Into the dark

We are heading into deep winter now; whatever the weather may be doing, there’s no arguing about the long twilight and long nights. A time of minimal earth activity, tipped away from the light and into quiet reflection (if you can avoid the festive craziness that is….).  So as there is little growth just now, it’s a good time to take stock, make plans, and to get on with jobs that may have been neglected during the growing season.

It’s a particularly good time to cut hedges and, once the leaves have fallen, to get on with pruning soft fruit (and later the tree top fruit as well). If you leave hedges till the new year, before you know it birds will begin looking for nesting sites – and it’s illegal to disturb nesting birds. You could learn how to lay your hedges: an old craft that cuts half way through stems low to the ground (traditionally using a billhook, but a small pruning saw works too), and bending them horizontal. This makes for a really sturdy and robustly dense hedge that is hugely attractive as shelter for all sorts of wildlife. (Take a great deal of care if you’re working with blackthorn; a thorn puncture can very easily go septic so wear safety glasses and strong thick gloves.) If you’re just trimming the top of your hedge to a more reasonable height, you can still use the cuttings by lying them neatly under the hedge. There’s no need to have a polluting cancinogenic bonfire!

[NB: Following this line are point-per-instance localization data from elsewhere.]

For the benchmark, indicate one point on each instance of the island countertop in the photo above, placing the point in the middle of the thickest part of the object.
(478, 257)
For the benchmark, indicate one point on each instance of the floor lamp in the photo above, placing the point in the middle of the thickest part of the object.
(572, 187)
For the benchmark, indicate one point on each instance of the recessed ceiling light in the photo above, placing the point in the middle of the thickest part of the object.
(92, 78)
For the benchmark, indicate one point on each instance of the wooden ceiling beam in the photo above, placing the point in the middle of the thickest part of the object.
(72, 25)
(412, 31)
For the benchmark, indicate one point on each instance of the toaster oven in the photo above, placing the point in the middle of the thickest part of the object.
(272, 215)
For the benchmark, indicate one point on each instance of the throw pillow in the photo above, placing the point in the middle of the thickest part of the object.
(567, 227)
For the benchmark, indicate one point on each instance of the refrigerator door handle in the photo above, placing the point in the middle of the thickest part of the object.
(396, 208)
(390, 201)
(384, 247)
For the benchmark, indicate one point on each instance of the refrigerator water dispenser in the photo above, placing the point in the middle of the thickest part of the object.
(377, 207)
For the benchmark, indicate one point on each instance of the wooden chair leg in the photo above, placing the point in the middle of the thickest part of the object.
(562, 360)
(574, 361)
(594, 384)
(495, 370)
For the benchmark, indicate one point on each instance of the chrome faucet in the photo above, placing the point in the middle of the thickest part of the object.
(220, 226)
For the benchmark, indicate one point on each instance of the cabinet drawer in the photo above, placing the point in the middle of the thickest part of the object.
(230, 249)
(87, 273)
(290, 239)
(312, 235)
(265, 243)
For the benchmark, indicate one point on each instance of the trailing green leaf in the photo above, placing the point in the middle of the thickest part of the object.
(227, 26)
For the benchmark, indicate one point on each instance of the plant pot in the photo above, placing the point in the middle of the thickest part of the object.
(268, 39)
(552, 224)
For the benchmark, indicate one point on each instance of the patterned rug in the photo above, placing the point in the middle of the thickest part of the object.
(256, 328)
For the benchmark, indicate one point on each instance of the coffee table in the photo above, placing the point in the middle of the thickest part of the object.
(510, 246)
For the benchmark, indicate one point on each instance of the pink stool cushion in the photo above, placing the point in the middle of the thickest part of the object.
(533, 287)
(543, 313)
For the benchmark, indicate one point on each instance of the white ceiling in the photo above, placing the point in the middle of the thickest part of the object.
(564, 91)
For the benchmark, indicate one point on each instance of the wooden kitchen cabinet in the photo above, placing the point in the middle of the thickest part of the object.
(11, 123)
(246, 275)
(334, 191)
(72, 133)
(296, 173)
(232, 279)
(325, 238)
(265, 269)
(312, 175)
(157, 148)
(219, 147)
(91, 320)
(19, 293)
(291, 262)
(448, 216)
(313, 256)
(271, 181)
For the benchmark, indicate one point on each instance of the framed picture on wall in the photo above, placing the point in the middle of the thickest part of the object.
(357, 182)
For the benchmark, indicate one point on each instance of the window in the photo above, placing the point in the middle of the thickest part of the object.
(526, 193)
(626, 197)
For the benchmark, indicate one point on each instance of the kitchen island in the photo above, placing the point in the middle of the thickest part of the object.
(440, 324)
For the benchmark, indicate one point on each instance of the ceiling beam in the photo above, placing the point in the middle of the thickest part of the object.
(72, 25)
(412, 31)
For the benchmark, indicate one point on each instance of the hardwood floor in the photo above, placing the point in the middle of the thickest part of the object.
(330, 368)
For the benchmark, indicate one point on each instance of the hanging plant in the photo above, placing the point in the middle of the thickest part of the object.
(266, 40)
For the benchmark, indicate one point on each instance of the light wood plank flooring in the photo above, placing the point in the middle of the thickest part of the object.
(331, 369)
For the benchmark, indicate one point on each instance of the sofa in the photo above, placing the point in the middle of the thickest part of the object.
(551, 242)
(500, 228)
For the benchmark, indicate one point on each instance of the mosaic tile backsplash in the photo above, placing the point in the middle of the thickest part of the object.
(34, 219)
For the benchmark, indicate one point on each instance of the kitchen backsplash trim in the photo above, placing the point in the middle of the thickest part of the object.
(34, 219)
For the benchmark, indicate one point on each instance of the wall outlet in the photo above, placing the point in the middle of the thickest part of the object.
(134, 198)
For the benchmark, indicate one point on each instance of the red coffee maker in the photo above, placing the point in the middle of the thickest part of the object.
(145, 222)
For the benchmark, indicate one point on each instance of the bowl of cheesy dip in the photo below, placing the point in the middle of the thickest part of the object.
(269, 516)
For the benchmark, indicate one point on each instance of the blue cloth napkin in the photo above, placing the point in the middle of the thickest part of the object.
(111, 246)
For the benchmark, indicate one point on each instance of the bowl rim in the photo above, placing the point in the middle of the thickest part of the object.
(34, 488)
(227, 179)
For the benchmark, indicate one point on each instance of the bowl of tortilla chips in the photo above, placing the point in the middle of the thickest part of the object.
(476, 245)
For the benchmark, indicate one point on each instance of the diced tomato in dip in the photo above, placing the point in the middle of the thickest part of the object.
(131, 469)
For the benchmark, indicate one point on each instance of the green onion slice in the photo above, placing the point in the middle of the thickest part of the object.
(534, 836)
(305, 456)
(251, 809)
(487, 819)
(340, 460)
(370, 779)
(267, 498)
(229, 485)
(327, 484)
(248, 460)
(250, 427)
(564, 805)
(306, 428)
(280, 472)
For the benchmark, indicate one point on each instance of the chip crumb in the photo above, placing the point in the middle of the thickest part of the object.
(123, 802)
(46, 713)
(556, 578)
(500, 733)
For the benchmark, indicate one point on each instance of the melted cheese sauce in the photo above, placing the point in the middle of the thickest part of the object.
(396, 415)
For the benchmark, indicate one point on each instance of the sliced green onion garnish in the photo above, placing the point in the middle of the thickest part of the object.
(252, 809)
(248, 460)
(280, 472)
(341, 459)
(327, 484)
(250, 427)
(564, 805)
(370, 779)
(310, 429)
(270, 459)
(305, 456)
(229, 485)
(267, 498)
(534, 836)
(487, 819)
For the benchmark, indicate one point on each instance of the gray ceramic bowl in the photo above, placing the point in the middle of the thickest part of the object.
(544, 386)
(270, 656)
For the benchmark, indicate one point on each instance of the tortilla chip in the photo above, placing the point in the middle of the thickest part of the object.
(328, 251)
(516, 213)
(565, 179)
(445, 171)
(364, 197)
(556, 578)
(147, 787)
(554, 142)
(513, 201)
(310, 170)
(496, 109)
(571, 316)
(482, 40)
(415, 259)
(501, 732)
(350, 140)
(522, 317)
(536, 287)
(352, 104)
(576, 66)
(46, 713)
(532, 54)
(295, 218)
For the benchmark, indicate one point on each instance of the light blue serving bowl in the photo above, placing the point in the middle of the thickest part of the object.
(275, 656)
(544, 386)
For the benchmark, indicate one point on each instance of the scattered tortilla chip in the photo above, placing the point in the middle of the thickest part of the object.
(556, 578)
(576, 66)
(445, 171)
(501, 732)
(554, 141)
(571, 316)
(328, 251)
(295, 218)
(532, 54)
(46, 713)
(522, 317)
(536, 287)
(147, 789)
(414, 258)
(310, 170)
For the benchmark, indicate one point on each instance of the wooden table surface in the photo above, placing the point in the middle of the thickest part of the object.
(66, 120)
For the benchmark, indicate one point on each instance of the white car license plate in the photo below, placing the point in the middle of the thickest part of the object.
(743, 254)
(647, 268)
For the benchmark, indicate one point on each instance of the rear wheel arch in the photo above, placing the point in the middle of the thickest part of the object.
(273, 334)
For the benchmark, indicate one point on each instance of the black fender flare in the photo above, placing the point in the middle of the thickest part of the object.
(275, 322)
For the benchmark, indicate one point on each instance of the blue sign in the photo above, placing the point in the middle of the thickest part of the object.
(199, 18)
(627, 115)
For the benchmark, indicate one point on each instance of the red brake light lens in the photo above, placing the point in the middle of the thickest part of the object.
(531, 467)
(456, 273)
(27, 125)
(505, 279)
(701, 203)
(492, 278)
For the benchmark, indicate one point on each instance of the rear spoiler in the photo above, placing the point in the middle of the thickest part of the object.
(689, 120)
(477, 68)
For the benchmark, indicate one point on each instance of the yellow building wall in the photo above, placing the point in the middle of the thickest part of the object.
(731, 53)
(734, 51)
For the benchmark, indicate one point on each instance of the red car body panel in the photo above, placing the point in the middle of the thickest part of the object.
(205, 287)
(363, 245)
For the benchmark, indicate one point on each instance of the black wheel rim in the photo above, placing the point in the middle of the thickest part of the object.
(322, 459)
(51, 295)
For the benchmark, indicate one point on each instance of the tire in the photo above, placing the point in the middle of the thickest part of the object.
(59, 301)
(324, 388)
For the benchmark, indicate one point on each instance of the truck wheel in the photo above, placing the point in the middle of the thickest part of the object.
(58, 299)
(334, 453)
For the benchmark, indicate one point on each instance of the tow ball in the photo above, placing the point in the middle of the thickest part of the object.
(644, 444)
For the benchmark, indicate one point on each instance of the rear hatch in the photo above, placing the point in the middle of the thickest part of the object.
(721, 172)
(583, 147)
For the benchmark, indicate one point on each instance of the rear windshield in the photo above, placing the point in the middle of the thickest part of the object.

Not all soft fruit needs the same treatment by way of pruning so make sure to check you know what you’re doing – and that you’re not cutting off the branches that will bear fruit next year. Currants and gooseberries have different pruning needs according to their age as well, so look up the processes before you head out with your secateurs. You should already have cut out the summer’s fruited canes on summer raspberries, and tied in the fresh new growth; autumn raspberries can all be cut right down to the ground, but you don’t need to do that until late January. You can leave blackberry pruning till then too, taking out the old fruited wood and training in the new growth.

How are your winter crops holding up? Have you got enough to see you through to the early purple sprouting broccoli and cauliflowers and wild rocket next year? The root crops should be at their most delicious and of course it’s a great season for tasty roasted parsnips, carrots, celeriac, Jerusalem artichokes and stored potatoes, squash, garlic and onions. With good planning you should have plenty of fresh greens too: leeks, kales, salads and herbs. There is strong evidence for the higher nutrient quality of fresh and organically cultivated fruit and vegetables, so make sure you are helping your microbiome and immune system, as well as the soil biota, by growing without chemicals.

Permaculture systems use the idea of zoning for designing and planting, and that may feel very appropriate at this time of year. You might want to pot up a few herbs and salads from your plot and take them home to have handy near the door for days you don’t make it up to the allotment before dark, or for when the weather is just too horrible to get up there. Keep cosy, keep gardening!